Relatos

Para el que hable primero

3 mayo 2024

Tres pelotitas hay en el cielo, una para Juan, otra para Pedro, y otra para el que hable primero.

Así es como el pequeño dejó de hablar, a su tierna edad de dos años. Como tampoco es que hubiera aprendido muchas palabras hasta entonces, no echaron en falta la desaparición de cualquier comunicación oral. Retrocedió a las señas y se le daba bien, conseguía lo que necesitaba y a veces algún que otro capricho. Dieron por supuesto que algún problema en sus cuerdas vocales no le dejaba ya articular palabra, y siguieron con las rutinas cotidianas.

Como no dijo que quisiera ir a la Universidad, ni siquiera fue a la escuela. A nadie se le ocurrió.

El chiquillo era muy hacendoso y ayudaba siempre en las tareas de casa. Una tarde sonó el teléfono y su madre pareció entristecerse por una noticia. Daba vueltas por el salón diciendo: No me lo puedo creer. Se me cae el alma a los pies.

Él miró hacia el suelo, observó los pies de su madre y vio lo que se le había caído a su madre. Un hilo blanco que se había pegado a su zapatilla. Lo recogió y se lo entregó, pero ésta le cerró el puño con el hilo en el interior y le señaló hacia la puerta.

Se fue hacia su habitación con aquello tan preciado, un alma que conservar y custodiar. Estiró el hilo para ver cuánto de largo era un alma de madre, y lo guardó en su estuche, un poquito doblado y con algún que otro resto de minas de colores.

Todos los días le ponía algo de comer. Un trozo de pan, unas hojas de hierba, hasta una mosca y una pieza de puzzle… pero el alma seguía como un fideo.

Se fue haciendo mayor y no tuvo más remedio que pensar muy seriamente hacer su vida. Alquiló una habitación no muy lejos de su casa y decidió comenzar a hablar. Pero en todos estos años, al oír a los demás, había cogido especial tirria al sonido agudo de la i, y también al de la cafetera, así que decidió no decir ninguna palabra que incluyera esa letra, ni tampoco tomar café.

Hablaba de forma pausada, evitando el sonido prohibido y pensando cómo componer sus frases. Todo el mundo lo entendió como señal de sabiduría y consiguió un buen trabajo de jefe de un sitio importante.

Multiplicó por el número phi todo lo que pudo, porque sí.

Se aburría y probó el café. Y tanto le desagradó, que volvió a callar. Le dieron la baja sin solicitarla y se fue de viaje a pensar.

Pensó en una o dos cosas nada más, y se inventó un Teorema sobre los caracoles y los pensamientos. Y un corolario aplicable a las caracolas y los recuerdos. Y multiplicó por el número phi todo lo que pudo, porque sí.

Empezó por el alma de su madre, que siempre le acompañaba, y luego todo lo demás. Al verle hacer tantas cuentas, pensaron que era un matemático sin par y le seguían a todas partes los alumnos más concienzudos replicando sus cálculos, y explicándose el por qué.

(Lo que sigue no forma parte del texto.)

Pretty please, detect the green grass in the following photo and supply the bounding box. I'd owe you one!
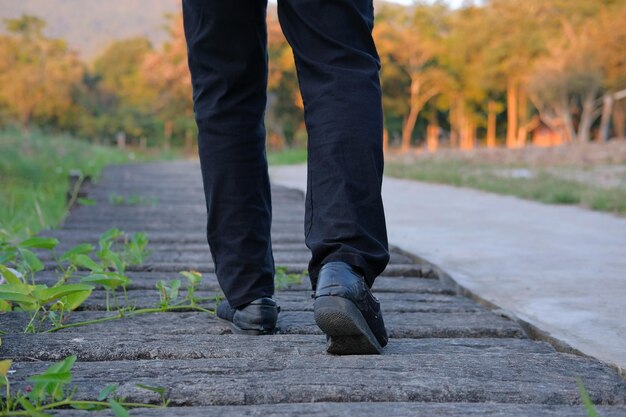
[267,148,307,166]
[0,130,140,240]
[385,159,626,215]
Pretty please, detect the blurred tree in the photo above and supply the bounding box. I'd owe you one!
[528,0,626,143]
[0,15,83,133]
[528,22,603,144]
[94,37,154,109]
[374,3,450,153]
[267,11,304,149]
[141,13,194,149]
[594,2,626,139]
[441,5,495,150]
[480,0,548,148]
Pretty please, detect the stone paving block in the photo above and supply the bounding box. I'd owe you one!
[49,403,626,417]
[0,310,524,338]
[10,355,626,406]
[4,162,625,415]
[1,335,555,362]
[32,271,453,294]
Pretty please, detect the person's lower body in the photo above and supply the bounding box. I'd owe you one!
[182,0,390,352]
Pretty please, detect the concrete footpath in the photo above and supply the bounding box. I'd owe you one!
[270,164,626,372]
[4,161,626,415]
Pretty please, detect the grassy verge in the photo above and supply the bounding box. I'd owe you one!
[0,130,152,240]
[267,147,307,166]
[385,159,626,215]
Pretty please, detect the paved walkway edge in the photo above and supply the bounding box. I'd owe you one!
[393,244,625,380]
[269,164,626,377]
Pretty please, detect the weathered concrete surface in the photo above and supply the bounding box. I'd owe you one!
[33,271,450,293]
[0,310,525,338]
[271,164,626,371]
[3,334,554,362]
[2,161,626,415]
[50,403,626,417]
[64,290,486,313]
[10,355,626,405]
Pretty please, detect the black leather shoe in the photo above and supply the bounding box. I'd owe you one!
[314,261,388,354]
[216,297,279,335]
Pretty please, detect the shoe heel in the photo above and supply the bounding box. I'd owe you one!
[314,296,383,355]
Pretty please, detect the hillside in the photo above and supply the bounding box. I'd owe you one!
[0,0,179,59]
[0,0,406,60]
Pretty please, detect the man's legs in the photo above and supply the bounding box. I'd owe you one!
[182,0,274,309]
[277,0,390,289]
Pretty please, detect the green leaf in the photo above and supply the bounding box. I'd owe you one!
[70,254,103,272]
[98,383,118,401]
[0,264,22,285]
[101,250,124,273]
[71,403,105,410]
[100,228,123,244]
[136,383,166,395]
[19,237,59,250]
[81,273,129,290]
[28,371,72,384]
[31,284,94,304]
[169,279,181,300]
[19,248,44,273]
[577,378,599,417]
[0,247,17,264]
[60,244,94,262]
[62,290,93,311]
[29,355,77,402]
[108,399,132,417]
[0,359,12,376]
[77,197,97,206]
[17,397,50,417]
[180,271,202,286]
[0,284,37,307]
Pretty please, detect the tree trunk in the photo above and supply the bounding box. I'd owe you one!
[449,104,458,148]
[559,96,576,143]
[164,119,173,151]
[401,104,420,153]
[463,119,475,150]
[457,102,473,151]
[577,87,599,143]
[516,84,528,147]
[597,94,614,142]
[487,100,497,148]
[401,78,426,153]
[613,100,626,139]
[426,123,439,153]
[506,79,518,148]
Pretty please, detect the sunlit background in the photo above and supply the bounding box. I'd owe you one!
[0,0,625,237]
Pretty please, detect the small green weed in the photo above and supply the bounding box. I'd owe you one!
[0,356,163,415]
[275,266,307,290]
[0,229,214,334]
[577,378,599,417]
[267,148,307,166]
[107,193,158,206]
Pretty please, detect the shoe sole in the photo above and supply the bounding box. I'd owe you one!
[314,296,383,355]
[216,317,275,336]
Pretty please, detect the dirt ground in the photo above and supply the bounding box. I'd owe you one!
[387,140,626,190]
[389,139,626,167]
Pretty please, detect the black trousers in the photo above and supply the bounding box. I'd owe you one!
[182,0,389,308]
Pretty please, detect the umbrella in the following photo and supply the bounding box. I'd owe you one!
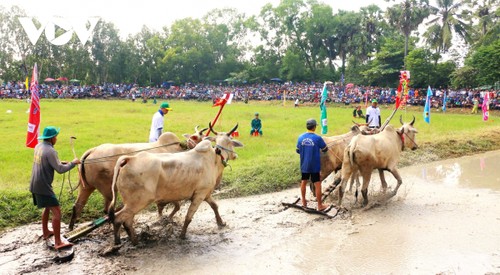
[346,83,354,88]
[69,79,80,82]
[56,77,68,81]
[270,78,282,82]
[44,77,56,82]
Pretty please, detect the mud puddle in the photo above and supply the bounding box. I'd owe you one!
[1,151,500,274]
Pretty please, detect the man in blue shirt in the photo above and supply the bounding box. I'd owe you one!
[296,119,329,211]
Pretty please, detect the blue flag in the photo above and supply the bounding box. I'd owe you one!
[442,91,447,112]
[320,82,329,134]
[423,86,432,124]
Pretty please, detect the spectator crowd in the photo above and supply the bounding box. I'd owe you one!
[1,80,499,110]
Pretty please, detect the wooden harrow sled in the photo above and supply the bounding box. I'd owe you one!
[282,197,339,218]
[63,215,109,242]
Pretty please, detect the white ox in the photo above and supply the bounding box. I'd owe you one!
[108,124,242,245]
[69,126,207,230]
[337,116,418,207]
[316,123,381,200]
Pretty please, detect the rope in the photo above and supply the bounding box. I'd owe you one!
[82,142,181,165]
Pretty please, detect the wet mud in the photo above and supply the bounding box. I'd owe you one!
[1,151,500,274]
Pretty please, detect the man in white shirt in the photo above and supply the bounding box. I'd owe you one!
[366,99,381,128]
[149,102,172,142]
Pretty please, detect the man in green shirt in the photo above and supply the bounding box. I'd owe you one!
[250,112,263,136]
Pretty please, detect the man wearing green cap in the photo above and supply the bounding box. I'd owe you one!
[30,126,81,250]
[366,99,381,128]
[149,102,172,142]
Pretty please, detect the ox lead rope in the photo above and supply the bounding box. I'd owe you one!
[215,147,228,167]
[82,141,181,164]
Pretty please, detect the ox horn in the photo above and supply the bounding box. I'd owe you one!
[227,123,239,137]
[208,122,218,135]
[410,115,415,126]
[352,120,360,127]
[399,115,404,125]
[199,127,208,135]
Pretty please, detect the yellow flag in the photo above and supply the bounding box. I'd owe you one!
[25,76,29,90]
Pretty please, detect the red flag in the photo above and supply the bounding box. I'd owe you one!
[26,63,40,148]
[212,92,233,107]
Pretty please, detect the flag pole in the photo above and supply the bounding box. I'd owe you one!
[205,99,227,137]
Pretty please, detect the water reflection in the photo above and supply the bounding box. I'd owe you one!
[411,150,500,191]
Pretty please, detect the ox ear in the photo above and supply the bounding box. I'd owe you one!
[231,140,243,148]
[182,133,190,139]
[204,136,216,142]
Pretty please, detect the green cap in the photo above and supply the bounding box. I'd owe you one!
[160,102,172,110]
[371,99,378,103]
[38,126,60,140]
[255,112,259,116]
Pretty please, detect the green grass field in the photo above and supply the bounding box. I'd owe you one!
[1,98,499,230]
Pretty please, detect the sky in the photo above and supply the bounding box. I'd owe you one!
[2,0,391,38]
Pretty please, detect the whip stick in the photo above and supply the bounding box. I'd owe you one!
[205,102,226,136]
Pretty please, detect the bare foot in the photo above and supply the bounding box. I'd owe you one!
[43,231,54,240]
[55,242,73,250]
[317,204,330,212]
[301,200,308,207]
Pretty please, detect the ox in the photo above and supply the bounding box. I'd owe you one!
[337,116,418,207]
[108,124,242,244]
[315,123,378,198]
[68,126,207,230]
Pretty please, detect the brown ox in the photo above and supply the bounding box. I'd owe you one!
[68,126,207,230]
[108,124,242,244]
[337,116,418,207]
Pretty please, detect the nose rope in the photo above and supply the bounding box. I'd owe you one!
[404,132,418,149]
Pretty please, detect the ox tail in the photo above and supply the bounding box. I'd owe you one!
[108,156,128,223]
[80,148,95,189]
[349,139,358,167]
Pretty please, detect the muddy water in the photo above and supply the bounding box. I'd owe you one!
[1,151,500,274]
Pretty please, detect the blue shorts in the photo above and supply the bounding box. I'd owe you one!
[301,172,320,183]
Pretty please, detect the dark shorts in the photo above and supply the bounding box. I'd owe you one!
[301,172,320,183]
[32,193,59,209]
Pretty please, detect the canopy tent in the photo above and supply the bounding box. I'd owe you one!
[56,77,68,81]
[270,78,282,82]
[44,77,55,82]
[69,79,80,82]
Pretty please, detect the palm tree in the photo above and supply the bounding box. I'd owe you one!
[468,0,500,47]
[386,0,431,62]
[424,0,473,54]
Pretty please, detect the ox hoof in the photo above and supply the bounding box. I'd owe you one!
[217,222,226,228]
[100,244,122,256]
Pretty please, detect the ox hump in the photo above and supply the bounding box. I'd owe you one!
[194,139,212,152]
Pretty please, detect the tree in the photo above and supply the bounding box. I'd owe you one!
[363,35,408,86]
[424,0,473,54]
[386,0,430,64]
[333,10,362,77]
[468,39,500,85]
[468,0,500,48]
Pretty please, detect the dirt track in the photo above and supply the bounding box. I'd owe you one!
[1,151,500,274]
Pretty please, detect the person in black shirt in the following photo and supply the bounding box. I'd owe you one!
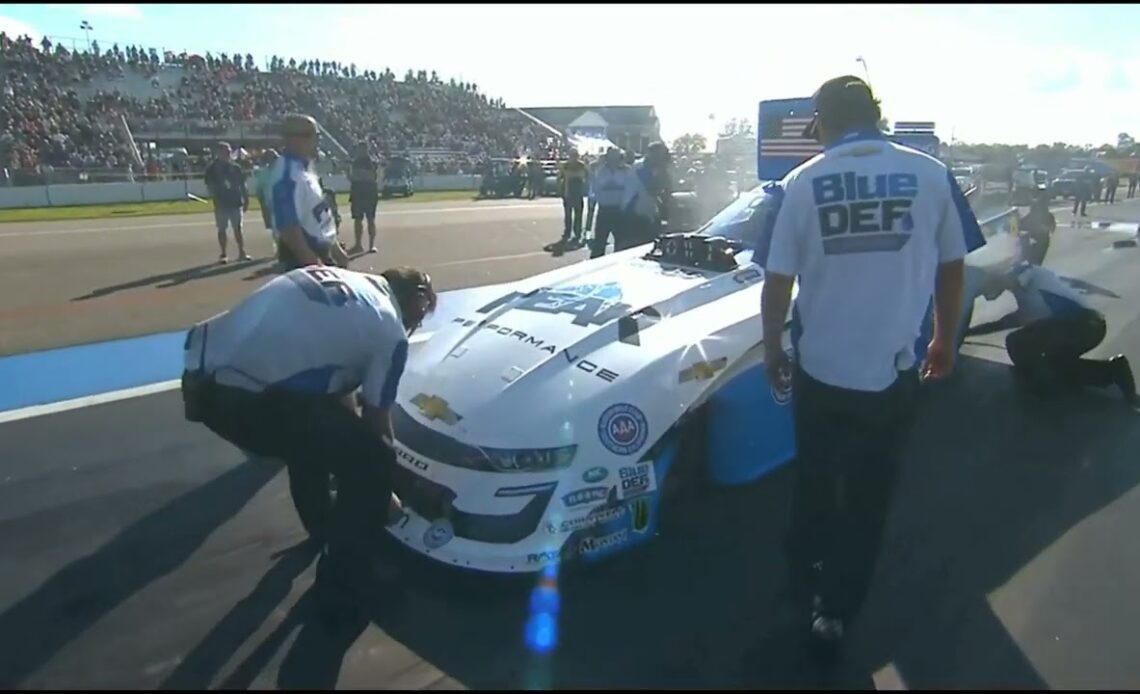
[203,142,250,264]
[349,142,379,254]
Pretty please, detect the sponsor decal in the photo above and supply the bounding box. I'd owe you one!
[598,403,649,456]
[394,445,429,472]
[578,528,629,555]
[617,462,657,500]
[423,518,454,550]
[582,466,609,484]
[546,504,627,534]
[678,356,728,384]
[527,549,561,564]
[477,282,632,327]
[410,393,461,425]
[630,498,650,534]
[562,486,609,508]
[448,317,620,383]
[770,348,795,406]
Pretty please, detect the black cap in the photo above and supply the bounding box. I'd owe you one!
[802,75,878,140]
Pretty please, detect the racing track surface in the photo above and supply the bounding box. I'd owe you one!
[2,196,1140,688]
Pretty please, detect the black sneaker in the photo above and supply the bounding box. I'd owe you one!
[1111,355,1138,406]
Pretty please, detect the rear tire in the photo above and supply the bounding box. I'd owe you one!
[656,406,709,539]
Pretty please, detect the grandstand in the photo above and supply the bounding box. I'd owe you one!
[0,32,568,186]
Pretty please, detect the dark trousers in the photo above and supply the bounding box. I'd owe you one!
[187,376,394,584]
[615,214,658,252]
[1006,309,1113,393]
[785,366,918,623]
[1128,179,1137,198]
[562,196,584,240]
[589,205,624,258]
[1073,196,1088,216]
[1105,183,1117,204]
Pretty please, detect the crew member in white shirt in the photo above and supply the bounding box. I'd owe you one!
[759,75,986,660]
[964,263,1136,404]
[269,114,350,270]
[180,265,437,602]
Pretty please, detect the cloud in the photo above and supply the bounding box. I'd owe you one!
[83,3,143,20]
[0,15,41,42]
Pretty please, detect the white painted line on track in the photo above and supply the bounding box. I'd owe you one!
[0,201,561,239]
[0,312,439,425]
[0,379,182,424]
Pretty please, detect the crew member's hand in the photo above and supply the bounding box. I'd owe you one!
[922,339,955,382]
[386,492,405,526]
[765,348,793,395]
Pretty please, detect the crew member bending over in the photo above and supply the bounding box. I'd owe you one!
[181,266,438,602]
[965,263,1137,404]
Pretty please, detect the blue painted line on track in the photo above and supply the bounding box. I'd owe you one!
[0,330,186,413]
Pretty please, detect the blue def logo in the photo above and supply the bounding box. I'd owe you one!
[598,403,648,456]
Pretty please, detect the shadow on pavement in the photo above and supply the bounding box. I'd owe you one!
[183,355,1140,689]
[72,259,273,300]
[159,538,320,690]
[0,458,278,688]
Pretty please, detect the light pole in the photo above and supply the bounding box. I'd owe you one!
[79,20,93,52]
[855,55,871,85]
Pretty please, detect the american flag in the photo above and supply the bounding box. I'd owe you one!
[759,114,823,159]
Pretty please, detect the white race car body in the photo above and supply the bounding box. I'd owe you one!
[386,98,1023,574]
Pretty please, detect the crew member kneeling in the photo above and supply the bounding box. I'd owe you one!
[966,263,1137,404]
[180,265,437,598]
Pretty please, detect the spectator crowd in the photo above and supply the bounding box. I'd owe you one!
[0,31,557,185]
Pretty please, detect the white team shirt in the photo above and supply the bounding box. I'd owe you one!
[764,129,985,392]
[268,152,337,249]
[1011,265,1090,323]
[184,267,409,409]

Pero él seguía caminando sin más, en su viaje sin pensar.

Llegó a un lugar cálido, lleno de arena, donde ya solo podía multiplicar las dunas. Y una noche, una tormenta de arena se lo tragó.

Sólo quedaron sus calcetines, uno de cada color.

Uno con una mujer dibujada y otro con un caracol.

Y cuenta la historia cuenta, que desde la tormenta gritó…

la letra que nunca dijo y luego se desintegró.

Y ahora en las noches del desierto aparece un viento congelador…

un aire que susurra la i que nunca se pronunció.

Y en las noches quietas si miras las estrellas sin pensar,

hilos blancos en cada una verás flotar,

porque…

 alguien sigue cuidando las almas que al suelo caen.